Is Google’s idea original? No, Adobe has something called AI Found, according to the write up. Google is not into innovation. Need I remind you that Google advertising has some roots in the Yahoo garden in bins marked GoTo.com and Overture.com. Also, there is a bank account with some Google money from a settlement about certain intellectual property rights that Yahoo believed Google used as a source of business process inspiration.

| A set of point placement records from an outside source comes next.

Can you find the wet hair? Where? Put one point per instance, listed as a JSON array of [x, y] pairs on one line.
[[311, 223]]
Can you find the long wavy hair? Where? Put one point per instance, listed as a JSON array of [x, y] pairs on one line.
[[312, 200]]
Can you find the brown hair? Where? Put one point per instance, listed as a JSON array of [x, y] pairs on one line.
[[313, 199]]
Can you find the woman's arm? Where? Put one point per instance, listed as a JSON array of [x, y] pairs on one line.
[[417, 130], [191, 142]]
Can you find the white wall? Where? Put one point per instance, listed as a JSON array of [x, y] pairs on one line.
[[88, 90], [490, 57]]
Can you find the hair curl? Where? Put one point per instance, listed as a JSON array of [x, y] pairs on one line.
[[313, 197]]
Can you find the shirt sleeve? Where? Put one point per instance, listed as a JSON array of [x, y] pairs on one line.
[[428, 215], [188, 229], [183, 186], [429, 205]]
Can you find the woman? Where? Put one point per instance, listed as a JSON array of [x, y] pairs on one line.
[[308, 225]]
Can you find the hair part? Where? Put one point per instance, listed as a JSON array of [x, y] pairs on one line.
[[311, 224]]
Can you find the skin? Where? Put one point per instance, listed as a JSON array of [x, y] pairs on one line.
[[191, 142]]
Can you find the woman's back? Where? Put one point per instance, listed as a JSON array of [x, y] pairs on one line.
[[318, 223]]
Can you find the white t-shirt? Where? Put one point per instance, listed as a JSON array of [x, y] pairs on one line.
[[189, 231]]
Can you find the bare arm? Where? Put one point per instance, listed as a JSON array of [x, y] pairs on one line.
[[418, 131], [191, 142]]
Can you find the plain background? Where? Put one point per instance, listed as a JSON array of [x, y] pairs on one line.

As Google moves into automating hooks, it accrues several significant benefits which seem to stick up in Google’s push to help its users:

  1. Crawling costs may be reduced. The users will push content to Google. This may or may not be a significant factor, but the user who updates provides Google with timely information.
  2. The uploaded or pushed content can be piped into the Google AI system and used to inform the advertising and marketing confection Pomelli. Training data and ad prospects in one go.
  3. The automation of a core business function allows Google to penetrate more deeply into a business. What if that business uses Microsoft products? It strikes me that the Googlers will say, “Hey, switch to Google and you get advertising bonus bucks that can be used to reduce your overall costs.”
  4. The advertising process is a knob that Google can be used to pull the user and his cash directly into the Google business process automation scheme.

As I said, cute and also clever. We love you, Google. Keep on being Googley. Pull those users’ knobs, okay.